A subset of the roughly 80 graduating students from legacy families and their parents, grandparents and siblings mingled in Alumni House Friday afternoon at the Legacy Family Commencement Reception.
The attendees sipped champagne and snacked on sesame-crusted finger sandwiches and melon ball flowers sprouted up on toothpicks from beds of wheat grass while reflecting on their past and current connections to the University.
1. A final pop quiz
After guests wandered, snacked and took pictures for about 45 minutes, Interim Associate Vice President for Alumni Relations and Development Karen White took the podium to congratulate the almost-graduates and plug the services the Alumni Association will begin to offer them in a few short days.
But she riffed on the undergraduate experience with a pop quiz, stating her title and asking the audience to correct what was wrong about it.
“I am Karen White. I am the interim associate vice president of alumni relations. The difference is: It’s of your George Washington University, not just the George Washington University,” White said. “You need to understand that you are just commencing your relationship with the George Washington University, as is clear by all the people in the room here who have these long and deep relationships with us.”
2. An alumnus and parent urges passion
White then handed off the microphone to Daniel Serota, a graduate of the School of Business in 1986 and the father of Stephen Serota, who will graduate on Sunday from the Columbian College of Arts and Sciences.
Daniel Serota joked about how much the application process has changed since he came to GW in 1982 and reminisced about finding his best friend through the University’s random roommate pairing.
“You had the roommate sheets and I wrote in ‘I don’t smoke, I don’t drink, I go to bed early and I do my homework,'” he said. “I didn’t smoke. But anyways, they matched me up to my closest friend to this day.”

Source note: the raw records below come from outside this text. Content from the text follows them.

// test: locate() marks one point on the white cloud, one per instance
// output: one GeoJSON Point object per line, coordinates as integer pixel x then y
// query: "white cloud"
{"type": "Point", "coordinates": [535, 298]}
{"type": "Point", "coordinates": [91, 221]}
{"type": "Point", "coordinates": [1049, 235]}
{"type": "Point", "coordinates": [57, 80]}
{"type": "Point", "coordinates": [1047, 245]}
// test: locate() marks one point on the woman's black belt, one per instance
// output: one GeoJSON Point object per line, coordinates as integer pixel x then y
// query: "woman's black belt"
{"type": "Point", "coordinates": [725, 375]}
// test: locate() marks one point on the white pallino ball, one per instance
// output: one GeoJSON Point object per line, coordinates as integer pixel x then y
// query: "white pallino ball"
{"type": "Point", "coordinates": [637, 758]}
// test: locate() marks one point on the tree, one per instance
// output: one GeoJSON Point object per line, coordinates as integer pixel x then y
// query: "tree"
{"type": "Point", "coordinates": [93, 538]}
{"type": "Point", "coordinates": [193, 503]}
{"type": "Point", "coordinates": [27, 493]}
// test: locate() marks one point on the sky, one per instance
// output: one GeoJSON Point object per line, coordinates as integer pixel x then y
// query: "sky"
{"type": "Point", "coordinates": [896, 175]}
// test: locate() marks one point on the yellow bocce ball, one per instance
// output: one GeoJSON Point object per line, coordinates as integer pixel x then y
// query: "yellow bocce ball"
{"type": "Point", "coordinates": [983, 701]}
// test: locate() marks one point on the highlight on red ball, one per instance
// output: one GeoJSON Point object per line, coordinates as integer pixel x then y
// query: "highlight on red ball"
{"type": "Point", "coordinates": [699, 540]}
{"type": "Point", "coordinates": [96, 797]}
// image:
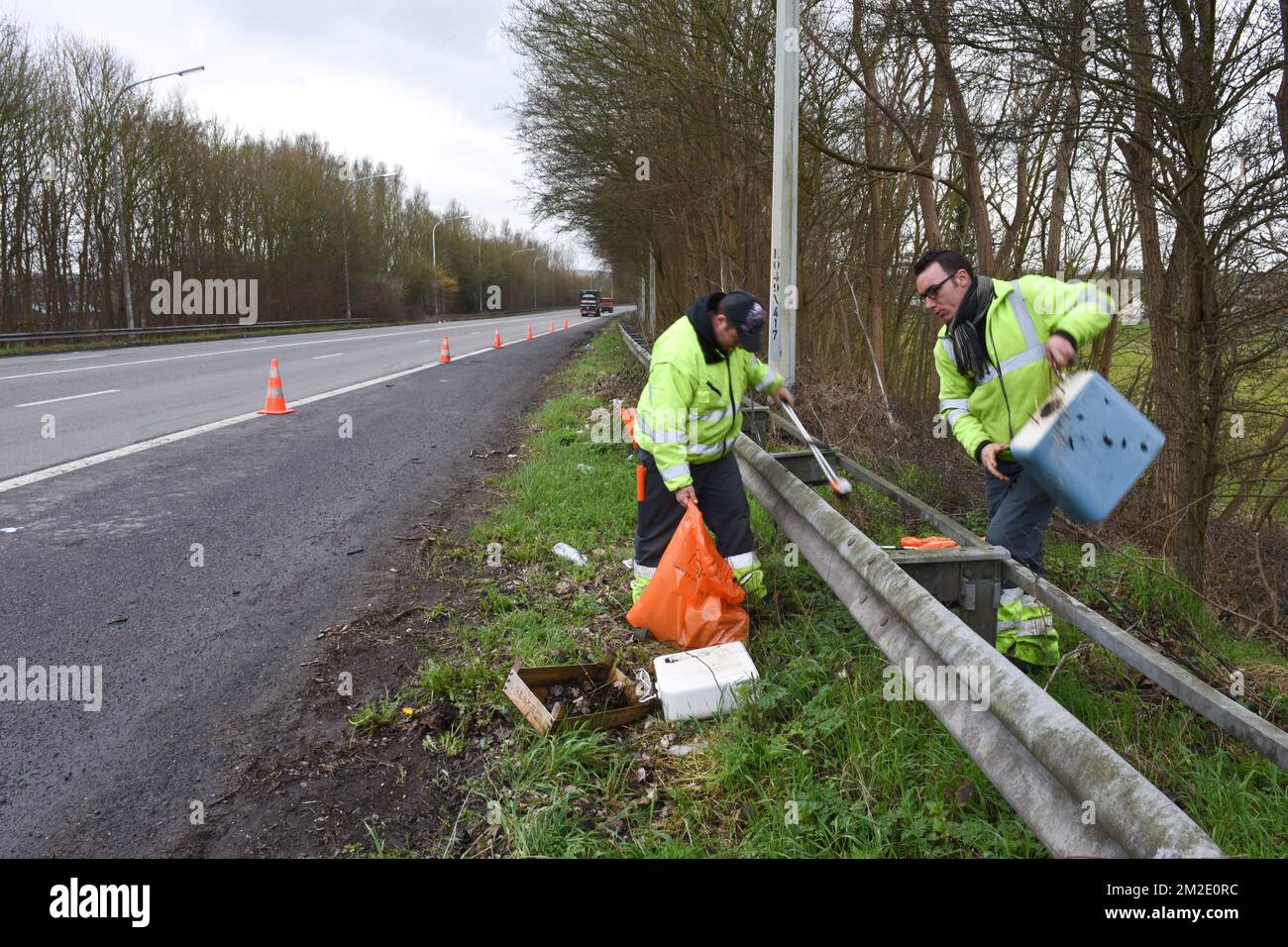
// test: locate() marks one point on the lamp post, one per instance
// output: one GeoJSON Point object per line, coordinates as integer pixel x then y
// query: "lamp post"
{"type": "Point", "coordinates": [524, 250]}
{"type": "Point", "coordinates": [48, 175]}
{"type": "Point", "coordinates": [433, 247]}
{"type": "Point", "coordinates": [120, 200]}
{"type": "Point", "coordinates": [535, 262]}
{"type": "Point", "coordinates": [344, 222]}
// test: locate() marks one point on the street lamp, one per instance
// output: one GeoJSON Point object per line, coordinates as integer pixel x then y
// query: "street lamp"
{"type": "Point", "coordinates": [535, 262]}
{"type": "Point", "coordinates": [527, 250]}
{"type": "Point", "coordinates": [344, 224]}
{"type": "Point", "coordinates": [48, 175]}
{"type": "Point", "coordinates": [433, 247]}
{"type": "Point", "coordinates": [120, 201]}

Daniel Serota spoke about how, even though he studied business and went into real estate after college to “pay the rent,” his true passion was politics and he eventually made his way back into public service. He is now the mayor of Brookville, N.Y.
“Follow your passion. Never, ever give up on what you folks want to do. Never, ever. And grab it when it comes along, and maybe one day you’ll be president and not a mayor,” Daniel Serota said. “And by the way, please stay involved in the college. I have and it’s a great, great place, and it’s only gotten better.”
3. A family connection
The younger Serota, sitting front and center in front of the podium at a table full of family members, clapped as his father left the podium.
After his father spoke, he said he was excited for graduation and just enjoying the extra time to spend with family. He noted that he was at least somewhat following in his father’s footsteps as a business minor.
“I love having my dad here. My little brother is going to college in two years. Hopefully he’ll come here and be a Colonial. I love having the whole family here. Hearing my dad speak is awesome, especially since what he said rings true,” Stephen Serota said.